Social Norms and Free-Riding in Influenza Vaccine Decisions: An Online Experiment
Discussant: Marcella Alsan
‘Nudges’ based on social norm messages impact decision-making in an assortment of economic and health contexts. Whether and how this impact differs at various social norm intensities, however, remains unclear. Furthermore, in public good games, free-riding behaviour may misalign with social norm adherence after certain social norm intensities. Perceived social norms and perceived free-riding threshold can potentially affect decision-making. We aim to identify the causal impact of different social norm intensities on stated and revealed preferences for a classical health public good game: influenza vaccination. This will allow us to understand how perceived social norms and perceived herd immunity, the threshold where free-riding should occur, impact the relationship between social norms and prevention preferences.
Methods
We conducted an online experiment using the UK-based Prolific Academic platform with n=1,216 participants randomly assigned to a control group (no explicit social norm) or to one of seven social norm treatment groups, where participants were asked to imagine that a certain proportion (i.e. 10%, 25%, 50%, 65%, 75%, 85%, or 95%) of people in their environment normally get the flu vaccine. Stated preferences were measured as self-reported vaccination likelihood. Directly revealed preferences were measured as (a) opening an online map showing nearby private flu jab providers’ locations; (b) time spent looking at this map; and (c) downloading a calendar reminder to vaccinate. Perceived social norm, perceived herd immunity thresholds, attitudes, preferences, behavioural and socio-economic characteristics were also measured. We used linear regressions, logistic and double hurdle models to analyse the impact of social norms on stated flu vaccination likelihood; revealed online map and calendar reminder interest; and map viewing time.
Results
Social norms significantly monotonically increased stated vaccination likelihood from the 50% treatment level and above after controlling for perceived social norms and perceived herd immunity. Social norms positively impacted map interest and map viewing time at all treatment levels. This effect increased until the 75% treatment level; individuals treated with greater social norm intensities exhibited free-riding behaviour. Similar behaviour was demonstrated for calendar reminder interest, with positive social norm impact peaking at 85%, followed by free-riding behaviour.
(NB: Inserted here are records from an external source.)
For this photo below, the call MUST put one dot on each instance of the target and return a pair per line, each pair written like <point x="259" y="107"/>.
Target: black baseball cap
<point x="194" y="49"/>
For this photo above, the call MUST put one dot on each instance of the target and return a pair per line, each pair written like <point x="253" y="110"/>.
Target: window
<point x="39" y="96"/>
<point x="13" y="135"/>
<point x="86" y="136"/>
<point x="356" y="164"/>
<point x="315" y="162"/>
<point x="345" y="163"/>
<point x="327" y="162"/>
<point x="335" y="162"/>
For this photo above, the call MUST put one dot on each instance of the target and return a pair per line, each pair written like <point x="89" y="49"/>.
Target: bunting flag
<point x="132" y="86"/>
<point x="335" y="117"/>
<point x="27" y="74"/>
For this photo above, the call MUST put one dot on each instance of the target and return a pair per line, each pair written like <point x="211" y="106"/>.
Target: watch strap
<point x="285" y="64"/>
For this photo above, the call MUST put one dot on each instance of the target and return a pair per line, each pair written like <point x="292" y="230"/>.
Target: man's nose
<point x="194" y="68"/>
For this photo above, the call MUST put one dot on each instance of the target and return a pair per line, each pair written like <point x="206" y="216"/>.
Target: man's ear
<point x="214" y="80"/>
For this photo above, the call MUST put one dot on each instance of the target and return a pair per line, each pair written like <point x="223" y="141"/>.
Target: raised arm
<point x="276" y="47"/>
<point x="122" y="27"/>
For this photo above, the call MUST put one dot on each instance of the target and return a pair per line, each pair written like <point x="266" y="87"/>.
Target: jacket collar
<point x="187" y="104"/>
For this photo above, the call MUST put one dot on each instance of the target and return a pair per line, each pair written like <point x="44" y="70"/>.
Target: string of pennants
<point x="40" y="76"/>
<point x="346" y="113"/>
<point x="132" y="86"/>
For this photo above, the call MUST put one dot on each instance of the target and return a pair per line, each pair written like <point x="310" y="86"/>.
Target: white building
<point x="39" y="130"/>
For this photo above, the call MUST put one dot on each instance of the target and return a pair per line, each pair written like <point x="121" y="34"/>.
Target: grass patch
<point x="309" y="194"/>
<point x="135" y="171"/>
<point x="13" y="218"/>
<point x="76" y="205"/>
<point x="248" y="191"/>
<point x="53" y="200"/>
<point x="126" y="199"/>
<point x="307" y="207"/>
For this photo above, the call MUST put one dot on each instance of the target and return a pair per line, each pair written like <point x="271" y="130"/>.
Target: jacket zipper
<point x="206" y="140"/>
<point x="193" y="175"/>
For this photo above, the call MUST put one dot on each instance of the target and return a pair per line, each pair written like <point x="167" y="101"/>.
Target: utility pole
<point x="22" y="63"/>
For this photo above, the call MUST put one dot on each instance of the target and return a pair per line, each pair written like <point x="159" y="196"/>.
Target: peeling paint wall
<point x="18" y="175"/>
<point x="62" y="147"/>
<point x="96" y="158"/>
Participants who received higher (lower) social norm treatment than their perceived social norm had significantly lower (higher) stated vaccination likelihood. Those who received higher (lower) social norm treatment than their perceived herd immunity threshold had significantly lower (higher) stated and revealed vaccination preferences.
Conclusion
Our results suggest that social norms impact revealed preferences for influenza vaccination in a non-monotonic manner. People significantly follow the social norm of getting vaccinated only when the social norm is below 75%, the herd immunity threshold. Free-riding begins beyond this social norm intensity. Perceived social norms and perceived herd immunity play important roles in explaining the heterogeneity of vaccination decisions: an induced social norm higher than the perceived social norm and/or perceived herd immunity threshold signal a lower infection risk and could lead individuals to free-ride and forego vaccination. These findings suggest that policymakers should exercise caution when designing behavioural interventions using social norm messages to ‘nudge’ vaccination.